Nel famoso processo Cuocolo, celebrato a Viterbo dal 1910 al 1912 per fatti avvenuti a Napoli nel 1906, la camorra risultò protetta dalla polizia: portava i voti al blocco d’ordine. Compreso il prefetto Tittoni, il principe di Aosta e il Procuratore della Repubblica. Contro cui i Carabinieri si dovettero costituire parte civile.
La storica Marcella Marmo, “Processi indiziari non se ne dovrebbero mai fare.

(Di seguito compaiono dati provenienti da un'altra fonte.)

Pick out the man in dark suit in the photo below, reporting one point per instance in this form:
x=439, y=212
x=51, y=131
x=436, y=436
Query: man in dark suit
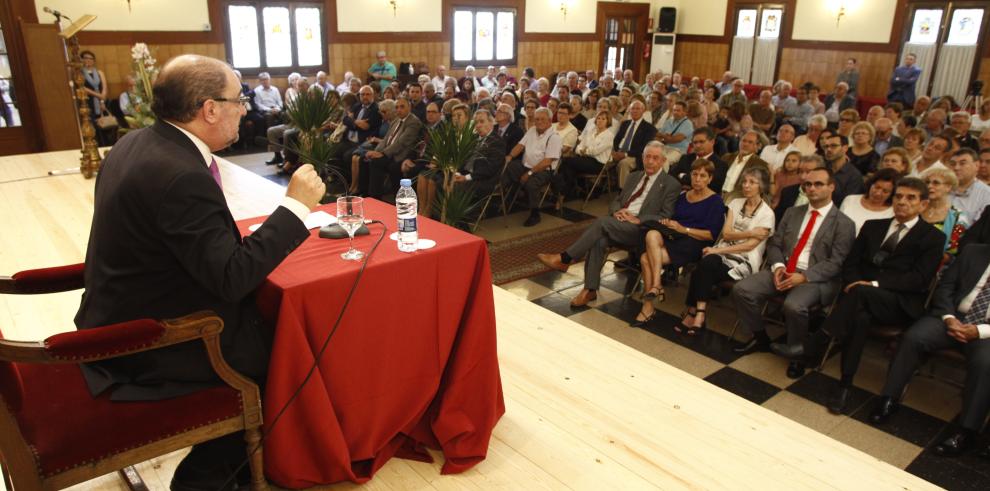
x=703, y=147
x=886, y=276
x=746, y=158
x=957, y=319
x=793, y=195
x=633, y=135
x=648, y=195
x=387, y=157
x=804, y=261
x=163, y=244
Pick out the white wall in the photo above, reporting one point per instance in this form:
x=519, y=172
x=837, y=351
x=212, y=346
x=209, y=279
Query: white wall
x=866, y=21
x=377, y=16
x=145, y=15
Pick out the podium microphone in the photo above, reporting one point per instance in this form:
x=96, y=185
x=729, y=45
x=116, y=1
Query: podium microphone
x=327, y=231
x=58, y=15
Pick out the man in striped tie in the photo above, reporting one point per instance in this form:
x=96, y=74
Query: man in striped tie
x=957, y=320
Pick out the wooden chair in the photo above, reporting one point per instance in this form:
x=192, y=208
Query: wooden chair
x=54, y=434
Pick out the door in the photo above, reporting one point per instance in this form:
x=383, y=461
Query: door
x=945, y=38
x=756, y=43
x=622, y=27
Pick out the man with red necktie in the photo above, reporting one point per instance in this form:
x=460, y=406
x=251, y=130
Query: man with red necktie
x=804, y=260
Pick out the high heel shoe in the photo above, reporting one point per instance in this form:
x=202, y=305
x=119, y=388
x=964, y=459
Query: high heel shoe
x=691, y=330
x=654, y=293
x=644, y=322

Le manipolazioni del processo Cuocolo (1906-1930)”, è di diverso avviso: i carabinieri vollero, scrive, “un maxiprocesso impostato secondo un rigido paradigma associativo e con marcate forzature probatorie, le quali non soltanto alimentarono forti campagne di stampa attivate dalla difesa e dall’opinione garantista, ma provocarono un serio conflitto interistituzionale, che dalla polizia giudiziaria si allargò alla magistratura (1908)”. Cioè conferma.

Il sito Sopravvivenze Urbane consiglia a Napoli un giro della città illegale, “Naples illegal tour”. Da Porta Nolana alla Duchesca (piazza Mancini. contraffazioni) e al Buvero (borgo Sant’Antonio Abate: contrabbando, di sigarette, cibi, etc.). Niente di che preoccuparsi: il sito lo consiglia tra le 10 e le 13, quando “maggiore è l’animazione”.
È una forma di “sopravvivenza urbana”, appunto, e di “disobbedienza civile”, dice il sito. Napoli metabolizza ogni veleno.